El «lord» que descubrió cómo las guerras asolan las mentes de los soldados
McMoran Wilson, que fue amigo de Churchill y ganó la Cruz Militar en el Somme, se dio pronto cuenta de que hasta el valor tiene un límite
Su nombre, Charles McMoran Wilson. Era valiente, era lord y era médico. Uno de esos tipos de viejo cuño y con más flema que el mismo David Niven. En resumen, más inglés que la bandera británica, los Beatles, las pintas y las cabinas de teléfono rojas. Perteneció al batallón de los Fusileros Reales que prestaron servicio durante la Primera Guerra Mundial, donde ejerció de cirujano y asistió a ese descalabro humano que supuso el Somme, una de las batallas más duras de aquel choque choque de potencias. Allí presenció que los hombres no solo se rompen por las balas, sino también por el sinuoso laberinto que es la psicología. Allí, entre balas, heridas, vendajes, auxilios, prisas, obuses, disparos, piernas y brazos arrancados, gritos, mesas de operaciones y jóvenes muriendo, agonizando o llamando a su madre mientras sostenían sus tripas con las manos, se dio cuenta de que muchos de los combatientes tenían la mirada suspendida en el vacío, que andaban un poco idos o que parecían enajenados por una especie de locura En sus descansos, imaginamos que con un cigarrillo suspendido de los labios, los zapatos embarrados y un delantal ensangrentado y hecho un auténtico trapo, empezó a cavilar y comprendió enseguida que las contiendas son una encrucijada extraña que pone en los platos de la balanza dos cualidades enfrentadas: el valor y el miedo. Regresó a Londres en 1919 y enseguida se enteró de que el Gobierno estaba estudiando un tema insólito llamado «neurosis de guerra». El resultado de su interés y de una oportuna reflexión le llevó a escribir un libro, hoy ya clásico, llamado «Anatomía del valor».
Sentir el miedo
En contra de esos sargentos que animan a la tropa, espolean sus sentimientos y llama gallinas a los que se arrugan ante una situación comprometida, Lord Moran, como todo el mundo lo conoce, supo que, hasta los tipos con más hechuras, esos que empiezan a vestirse por los pies, tienen un techo sobre sus cabezas. «Todos los hombres sienten miedo tarde o temprano», escribe.
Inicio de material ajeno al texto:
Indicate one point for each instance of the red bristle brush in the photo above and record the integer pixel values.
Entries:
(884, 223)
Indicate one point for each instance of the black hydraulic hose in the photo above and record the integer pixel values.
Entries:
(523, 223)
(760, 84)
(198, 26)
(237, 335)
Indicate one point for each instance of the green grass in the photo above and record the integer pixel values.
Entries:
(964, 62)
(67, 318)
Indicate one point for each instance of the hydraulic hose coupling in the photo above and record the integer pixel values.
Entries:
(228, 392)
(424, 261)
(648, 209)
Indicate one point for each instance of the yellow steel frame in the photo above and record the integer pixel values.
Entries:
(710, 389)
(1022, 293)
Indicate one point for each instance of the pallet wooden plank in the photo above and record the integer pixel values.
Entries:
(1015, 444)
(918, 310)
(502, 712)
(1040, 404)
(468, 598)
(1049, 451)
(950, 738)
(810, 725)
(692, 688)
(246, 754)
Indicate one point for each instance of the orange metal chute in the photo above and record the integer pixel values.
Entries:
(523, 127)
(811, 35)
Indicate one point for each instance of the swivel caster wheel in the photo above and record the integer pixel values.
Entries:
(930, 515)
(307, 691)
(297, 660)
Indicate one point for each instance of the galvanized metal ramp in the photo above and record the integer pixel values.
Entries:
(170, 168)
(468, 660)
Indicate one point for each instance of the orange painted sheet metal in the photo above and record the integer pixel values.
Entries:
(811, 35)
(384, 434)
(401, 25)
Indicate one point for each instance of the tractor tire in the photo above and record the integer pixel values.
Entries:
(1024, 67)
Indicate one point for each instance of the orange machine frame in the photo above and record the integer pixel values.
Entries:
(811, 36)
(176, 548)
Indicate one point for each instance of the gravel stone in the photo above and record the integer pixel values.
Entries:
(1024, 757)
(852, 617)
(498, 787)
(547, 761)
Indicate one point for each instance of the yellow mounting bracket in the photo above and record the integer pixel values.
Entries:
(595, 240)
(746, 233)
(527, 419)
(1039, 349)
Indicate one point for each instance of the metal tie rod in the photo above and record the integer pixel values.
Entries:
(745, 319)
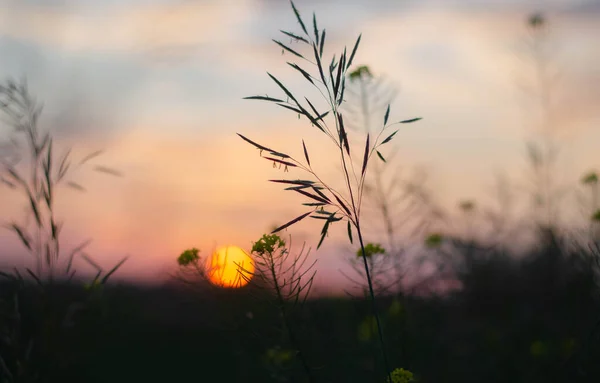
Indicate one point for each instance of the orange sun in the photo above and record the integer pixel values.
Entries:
(230, 266)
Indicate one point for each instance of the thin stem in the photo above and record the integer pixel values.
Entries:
(373, 303)
(286, 321)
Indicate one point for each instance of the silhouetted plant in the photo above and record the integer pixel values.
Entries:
(402, 203)
(543, 151)
(330, 81)
(289, 278)
(34, 324)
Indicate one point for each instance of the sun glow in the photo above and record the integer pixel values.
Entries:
(230, 266)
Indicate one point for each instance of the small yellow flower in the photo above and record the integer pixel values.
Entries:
(401, 375)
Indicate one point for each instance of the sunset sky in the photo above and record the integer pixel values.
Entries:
(159, 86)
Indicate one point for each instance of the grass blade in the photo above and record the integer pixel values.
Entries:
(254, 143)
(303, 72)
(294, 182)
(389, 138)
(299, 18)
(287, 92)
(343, 135)
(294, 36)
(285, 47)
(315, 28)
(349, 231)
(353, 51)
(264, 98)
(90, 156)
(290, 223)
(387, 115)
(305, 153)
(319, 64)
(366, 156)
(115, 268)
(281, 162)
(312, 196)
(290, 108)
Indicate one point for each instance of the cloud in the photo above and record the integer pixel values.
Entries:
(155, 29)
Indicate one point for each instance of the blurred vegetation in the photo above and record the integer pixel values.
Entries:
(502, 314)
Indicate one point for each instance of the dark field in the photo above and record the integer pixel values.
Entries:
(529, 321)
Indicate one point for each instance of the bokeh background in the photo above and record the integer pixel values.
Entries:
(159, 85)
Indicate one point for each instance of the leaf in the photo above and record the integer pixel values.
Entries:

Y va más allá: «Es un hecho que ni el más valiente puede soportar hallarse bajo el fuego más de un número determinado de días consecutivos, aun cuando el fuego no es demasiado pesado».
La obstinada resistencia que apreció en algunos soldados que despreciaban las bombas, las granadas, los francotiradores y hasta la voz del demonio, más que valientes, eran, para él, insensatos que todavía no habían percibido los peligros que aguardaban emboscados en ese bosque de alambradas y trincheras. El rugido de los motores diésel, la amenaza de los aviones, el tableteo de las ametralladoras, el retumbar de la artillería supusieron experiencias que convirtieron a aquellos hombres en ánimas más frágiles y sensibles. El valor para él no es una fuente inagotable. Es un torrente de agua y también se puede agotar cuando se sobreexplota o se recurre demasiado a él. En la gran contienda hubo cobardes y, también, guerreros que se quedaron desecados de valor.